What the phrase means to me is that if you love someone, you
put in the love, trust and effort to do what you can to enable the
person to be themselves, and if they want you to share their
freedom, then you know it's real love.
◊♦◊
Sometimes, the greatest acts of heroism come not in grand
gestures, but in silently listening to a grand vision and making
someone believe they have a chance.
◊♦◊
When you make the choice not to educate yourself about issues
that matter, you choose to be ignorant.
◊♦◊
If you define people by the worst moments in their life,
everyone is an arsehole. When you realise that everyone fucks
up, and everyone has regrets, you stop seeing people as
monsters and you see that people are just people, trying their
best to make sense of a fucked-up world. Most people aren't bad
people, but good people who do bad things when they can't
handle the weight of their emotions. If you support people, they
can learn and become better people.

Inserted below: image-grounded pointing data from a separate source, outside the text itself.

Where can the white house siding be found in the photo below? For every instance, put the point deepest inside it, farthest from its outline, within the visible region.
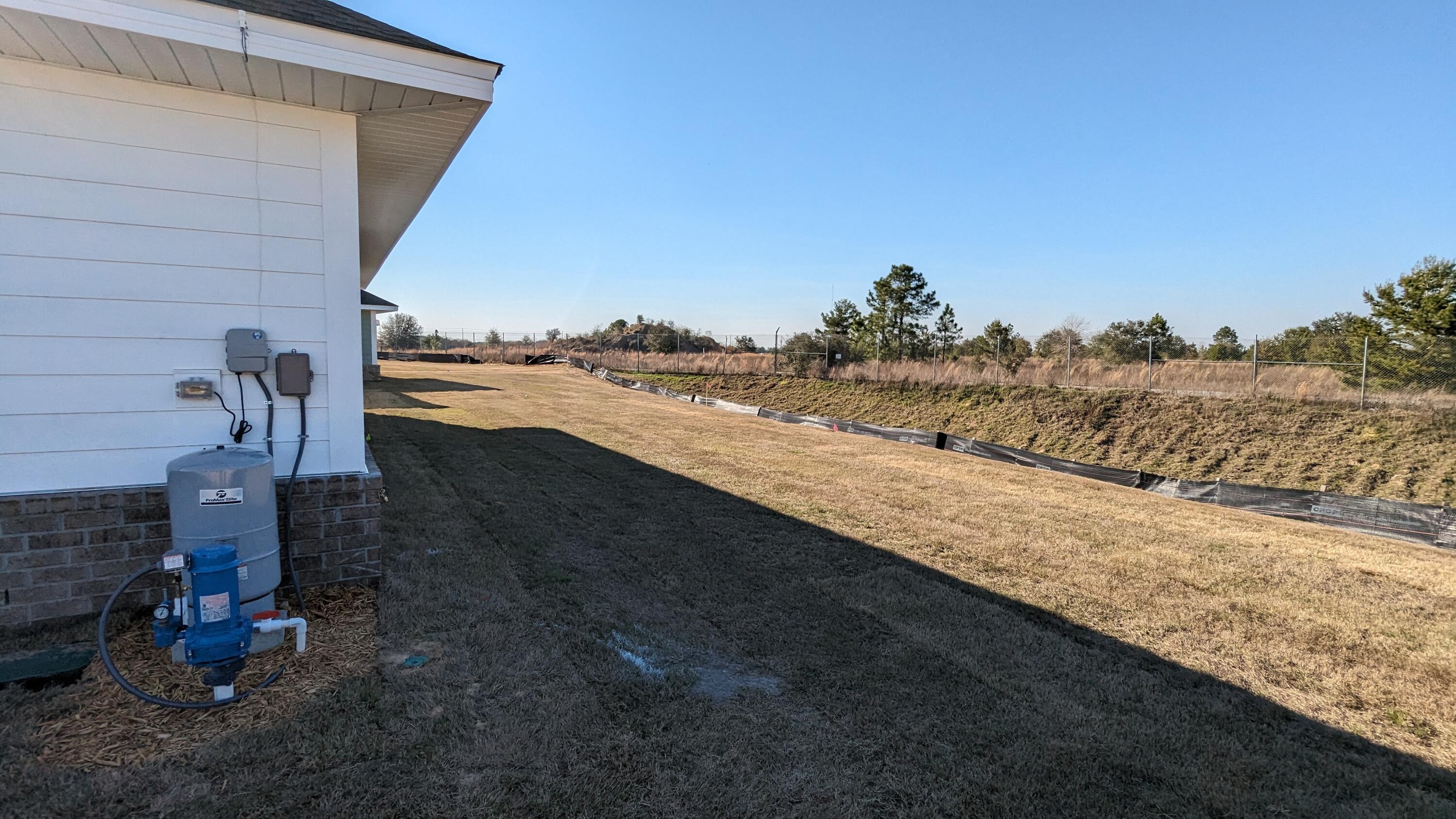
(139, 222)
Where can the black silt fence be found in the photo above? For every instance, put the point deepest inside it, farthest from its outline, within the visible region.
(1416, 522)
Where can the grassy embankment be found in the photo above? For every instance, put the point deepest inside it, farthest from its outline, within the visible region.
(1395, 454)
(637, 607)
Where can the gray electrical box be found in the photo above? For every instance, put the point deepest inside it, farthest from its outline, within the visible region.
(247, 350)
(293, 373)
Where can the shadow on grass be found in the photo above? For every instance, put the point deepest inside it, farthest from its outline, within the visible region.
(611, 639)
(429, 385)
(395, 392)
(900, 690)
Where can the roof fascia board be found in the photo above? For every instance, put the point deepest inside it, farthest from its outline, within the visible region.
(216, 27)
(366, 276)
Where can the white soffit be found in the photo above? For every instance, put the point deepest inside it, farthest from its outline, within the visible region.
(415, 108)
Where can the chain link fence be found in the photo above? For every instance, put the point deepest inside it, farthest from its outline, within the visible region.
(1365, 370)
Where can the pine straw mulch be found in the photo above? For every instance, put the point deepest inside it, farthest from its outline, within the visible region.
(104, 726)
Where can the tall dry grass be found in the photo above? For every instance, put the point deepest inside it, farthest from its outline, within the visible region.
(1219, 379)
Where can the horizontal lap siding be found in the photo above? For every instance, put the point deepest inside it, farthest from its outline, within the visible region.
(140, 223)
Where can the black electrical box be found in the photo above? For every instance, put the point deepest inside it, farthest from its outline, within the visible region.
(293, 373)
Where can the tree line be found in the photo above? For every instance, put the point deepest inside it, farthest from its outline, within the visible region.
(903, 319)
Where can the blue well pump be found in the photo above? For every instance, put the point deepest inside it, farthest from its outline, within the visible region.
(217, 602)
(219, 636)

If you demonise them, it
all turns to shit.
◊♦◊
In the past year, the richest 1,000 people in Britain have got
15% richer, which should be of no surprise as that is what
austerity does. That isn't a conspiracy theory; it’s basic
economic theory. The Queen has become 10% richer, and I ask
you to consider how far we have come from the medieval
system, when the Queen gains 10% more wealth in one single
year, whilst her subjects are pushed further and further
toward poverty and our public assets are given away to
wealthy profiteering land owners?
Despite them saying those who believe in socialism are
dreamers, there is always socialism for the rich. – The Chief.
◊♦◊
There is no such thing as an unbiased opinion. Your opinions
are tinged with bias from the experiences you have had in life
and from the people you have met along the way. Every single
thing that happens adds an almost-imperceptible amount of
bias to future choices, decisions and opinions. All our thoughts
are just a result of millions of tiny, imperceptible biases that we
can do nothing about.
◊♦◊
When you argue with someone you love, nobody ever wins.
Look to resolve the situation, not win the row.
◊♦◊
If you want things to be different, whatever the situation, take
responsibility and change it for yourself. The only person
responsible for your happiness, hopes and dreams is you.
◊♦◊
“I know we’ll all get it right in the end … I know we’ll all save
the world in the end …” - The Chief.